ApsaraDB / PolarDB-for-PostgreSQL

A cloud-native database based on PostgreSQL developed by Alibaba Cloud.
https://apsaradb.github.io/PolarDB-for-PostgreSQL/zh/
Apache License 2.0
2.89k stars 480 forks source link

[ERROR] Cannot use pgbench to test the performance of the cluster #109

Closed Essoz closed 3 years ago

Essoz commented 3 years ago

I am deploying the cluster on a Intel 8272CL 8 Cores 64GiB Azure VM (Standard E8s_v4) using the default configuration. The cluster has been configured according to 性能白皮书 of PolarDB for PG.

This "PQputline failed" of pgbench (the benchmark built in to PostgreSQL) frequently occurs. When I use /usr/pgsql-11/bin/pgbench -i -s 1000 to generate testing data, the generating process always fail at some point.

For example, after only generating 3 percent of the data,

...
3600000 of 100000000 tuples (3%) done (elapsed 31.17 s, remaining 834.65 s)
3700000 of 100000000 tuples (3%) done (elapsed 31.41 s, remaining 817.60 s)
PQputline failed
connection to database "postgres" failed:
FATAL:  the database system is in recovery mode
connection to database "postgres" failed:
FATAL:  the database system is in recovery mode
connection to database "postgres" failed:
FATAL:  the database system is in recovery mode
connection to database "postgres" failed:
FATAL:  the database system is in recovery mode

Sometimes the problem occurs when more than 40% data has been generated. I noticed a significant difference between successful data generations and failed ones. The ones that are to fail will have their remaining time varing a lot like this.

100000 of 100000000 tuples (0%) done (elapsed 0.04 s, remaining 40.28 s)
200000 of 100000000 tuples (0%) done (elapsed 0.08 s, remaining 40.40 s)
300000 of 100000000 tuples (0%) done (elapsed 0.12 s, remaining 40.14 s)
400000 of 100000000 tuples (0%) done (elapsed 4.10 s, remaining 1021.15 s)
500000 of 100000000 tuples (0%) done (elapsed 4.31 s, remaining 857.37 s)
600000 of 100000000 tuples (0%) done (elapsed 5.55 s, remaining 919.30 s)

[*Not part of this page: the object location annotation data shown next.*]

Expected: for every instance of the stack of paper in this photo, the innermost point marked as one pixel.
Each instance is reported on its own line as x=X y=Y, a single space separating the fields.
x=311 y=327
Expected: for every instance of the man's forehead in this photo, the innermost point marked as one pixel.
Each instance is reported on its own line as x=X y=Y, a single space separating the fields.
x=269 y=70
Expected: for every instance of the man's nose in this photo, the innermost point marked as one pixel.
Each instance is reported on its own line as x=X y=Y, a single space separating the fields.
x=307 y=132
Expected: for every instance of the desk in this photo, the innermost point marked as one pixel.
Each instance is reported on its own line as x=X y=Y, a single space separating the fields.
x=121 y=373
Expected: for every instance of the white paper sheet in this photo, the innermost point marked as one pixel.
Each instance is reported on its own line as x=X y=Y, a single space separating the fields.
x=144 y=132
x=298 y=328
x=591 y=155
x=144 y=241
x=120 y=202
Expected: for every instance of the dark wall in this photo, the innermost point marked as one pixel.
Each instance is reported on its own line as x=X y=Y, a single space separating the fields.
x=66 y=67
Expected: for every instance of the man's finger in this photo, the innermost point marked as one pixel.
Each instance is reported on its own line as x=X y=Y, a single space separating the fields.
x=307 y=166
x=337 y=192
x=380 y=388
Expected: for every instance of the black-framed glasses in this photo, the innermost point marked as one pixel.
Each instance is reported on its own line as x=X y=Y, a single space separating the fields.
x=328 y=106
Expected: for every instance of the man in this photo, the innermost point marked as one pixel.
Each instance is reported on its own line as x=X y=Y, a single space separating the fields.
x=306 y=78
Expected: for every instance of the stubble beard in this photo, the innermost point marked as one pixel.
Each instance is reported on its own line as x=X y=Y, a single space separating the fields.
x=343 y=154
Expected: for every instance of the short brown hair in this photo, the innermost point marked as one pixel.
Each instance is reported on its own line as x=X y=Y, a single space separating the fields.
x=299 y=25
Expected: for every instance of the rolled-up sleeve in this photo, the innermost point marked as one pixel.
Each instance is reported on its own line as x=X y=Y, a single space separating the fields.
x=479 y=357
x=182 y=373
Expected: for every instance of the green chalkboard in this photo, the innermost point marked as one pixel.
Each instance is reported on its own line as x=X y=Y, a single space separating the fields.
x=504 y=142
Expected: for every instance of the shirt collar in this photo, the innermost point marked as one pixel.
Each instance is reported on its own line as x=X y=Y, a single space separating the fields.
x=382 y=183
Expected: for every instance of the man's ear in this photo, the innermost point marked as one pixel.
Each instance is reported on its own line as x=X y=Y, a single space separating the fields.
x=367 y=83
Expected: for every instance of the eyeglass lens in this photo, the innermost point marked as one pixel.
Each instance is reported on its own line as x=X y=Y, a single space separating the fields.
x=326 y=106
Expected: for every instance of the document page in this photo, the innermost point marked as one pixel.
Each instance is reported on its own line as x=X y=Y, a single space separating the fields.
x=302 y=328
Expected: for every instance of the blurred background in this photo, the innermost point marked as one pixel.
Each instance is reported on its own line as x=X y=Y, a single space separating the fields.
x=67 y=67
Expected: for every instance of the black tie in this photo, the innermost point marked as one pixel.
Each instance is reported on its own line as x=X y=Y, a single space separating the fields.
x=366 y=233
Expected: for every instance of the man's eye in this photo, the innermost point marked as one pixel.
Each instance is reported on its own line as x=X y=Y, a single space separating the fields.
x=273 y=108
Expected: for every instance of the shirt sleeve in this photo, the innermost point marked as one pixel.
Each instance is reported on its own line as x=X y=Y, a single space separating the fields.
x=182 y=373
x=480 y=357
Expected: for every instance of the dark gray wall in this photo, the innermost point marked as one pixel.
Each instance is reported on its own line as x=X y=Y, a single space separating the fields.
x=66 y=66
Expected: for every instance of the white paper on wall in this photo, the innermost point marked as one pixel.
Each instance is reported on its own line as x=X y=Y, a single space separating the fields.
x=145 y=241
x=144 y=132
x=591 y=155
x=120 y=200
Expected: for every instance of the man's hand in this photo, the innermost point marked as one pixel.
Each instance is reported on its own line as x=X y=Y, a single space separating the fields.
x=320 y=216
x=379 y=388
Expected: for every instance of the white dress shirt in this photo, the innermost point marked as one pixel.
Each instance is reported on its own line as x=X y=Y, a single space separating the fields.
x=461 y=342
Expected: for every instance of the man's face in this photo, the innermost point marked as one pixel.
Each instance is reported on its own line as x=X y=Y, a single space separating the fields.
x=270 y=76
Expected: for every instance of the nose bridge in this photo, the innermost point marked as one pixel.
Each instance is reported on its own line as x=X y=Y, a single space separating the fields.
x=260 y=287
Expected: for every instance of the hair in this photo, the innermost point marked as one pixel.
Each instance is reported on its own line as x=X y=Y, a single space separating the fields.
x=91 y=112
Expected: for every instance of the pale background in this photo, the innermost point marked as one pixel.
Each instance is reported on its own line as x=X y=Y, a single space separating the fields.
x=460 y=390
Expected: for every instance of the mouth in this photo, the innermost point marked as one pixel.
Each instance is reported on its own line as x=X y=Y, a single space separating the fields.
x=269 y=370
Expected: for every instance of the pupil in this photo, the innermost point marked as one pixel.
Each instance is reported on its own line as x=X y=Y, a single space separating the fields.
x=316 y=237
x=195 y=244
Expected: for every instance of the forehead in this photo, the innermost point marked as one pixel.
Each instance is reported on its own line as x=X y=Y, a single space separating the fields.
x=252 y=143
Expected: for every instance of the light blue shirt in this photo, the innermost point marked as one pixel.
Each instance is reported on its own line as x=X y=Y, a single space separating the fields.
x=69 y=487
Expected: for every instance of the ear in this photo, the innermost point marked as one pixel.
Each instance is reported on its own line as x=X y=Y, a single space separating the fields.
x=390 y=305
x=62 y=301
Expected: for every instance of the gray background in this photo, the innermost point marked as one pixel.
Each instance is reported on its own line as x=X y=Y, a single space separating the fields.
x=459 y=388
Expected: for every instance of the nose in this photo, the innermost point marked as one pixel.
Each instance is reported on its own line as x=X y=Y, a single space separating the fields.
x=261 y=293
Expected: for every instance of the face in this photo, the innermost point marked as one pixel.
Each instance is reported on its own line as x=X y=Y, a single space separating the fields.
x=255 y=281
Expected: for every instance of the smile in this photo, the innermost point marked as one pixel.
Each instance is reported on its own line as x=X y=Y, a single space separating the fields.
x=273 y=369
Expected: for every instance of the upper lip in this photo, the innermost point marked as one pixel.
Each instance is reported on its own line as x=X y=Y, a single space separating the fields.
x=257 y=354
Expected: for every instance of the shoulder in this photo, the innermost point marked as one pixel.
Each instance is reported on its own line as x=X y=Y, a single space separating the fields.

The remaining time might have rocketed and fallen during the generation process, whereas the successful ones will have their remaining time kind of linearly decreasing (the whole data generating process takes about 700s) (edited)

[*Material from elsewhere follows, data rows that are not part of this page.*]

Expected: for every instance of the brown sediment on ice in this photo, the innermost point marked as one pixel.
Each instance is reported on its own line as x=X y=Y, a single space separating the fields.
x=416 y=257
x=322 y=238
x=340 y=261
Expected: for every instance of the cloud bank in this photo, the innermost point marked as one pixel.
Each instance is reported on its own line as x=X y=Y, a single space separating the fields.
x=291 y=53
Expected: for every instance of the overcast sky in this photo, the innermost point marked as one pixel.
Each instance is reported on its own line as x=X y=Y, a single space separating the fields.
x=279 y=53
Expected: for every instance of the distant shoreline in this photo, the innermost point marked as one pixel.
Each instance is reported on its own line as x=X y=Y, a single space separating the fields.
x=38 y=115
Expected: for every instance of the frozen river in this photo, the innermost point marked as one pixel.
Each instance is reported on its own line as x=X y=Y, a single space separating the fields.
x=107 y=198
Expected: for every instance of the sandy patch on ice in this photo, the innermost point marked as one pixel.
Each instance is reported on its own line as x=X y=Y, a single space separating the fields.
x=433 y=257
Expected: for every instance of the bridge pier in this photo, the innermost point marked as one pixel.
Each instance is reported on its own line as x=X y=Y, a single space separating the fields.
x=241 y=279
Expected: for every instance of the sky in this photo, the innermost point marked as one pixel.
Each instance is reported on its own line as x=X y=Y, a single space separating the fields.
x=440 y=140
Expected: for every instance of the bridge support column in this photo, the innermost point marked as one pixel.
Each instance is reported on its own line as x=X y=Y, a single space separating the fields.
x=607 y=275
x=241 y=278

Essoz commented 3 years ago

Sorry, I made a silly mistake. Please follow testing instructions in the repo instead of in the 性能白皮书.

Anton-Shutik commented 2 years ago

@Essoz I'm getting exactly same error. It goes away if you set -s 100 or less, but it constantly fails on 1000. How did you fixed it ?

Essoz commented 2 years ago

@Essoz I'm getting exactly same error. It goes away if you set -s 100 or less, but it constantly fails on 1000. How did you fixed it ?

Though how large the scalefactor is somewhat related to the server you used. You can probably set larger scalefactor on a high performance machine with large disks.

But, The version here is different from the business version. So the profiling instructions in white-book do not apply to the version here. Instead, try to follow instructions in benchmark.md.

To put it another way, don't use scalefactor larger than 32🦥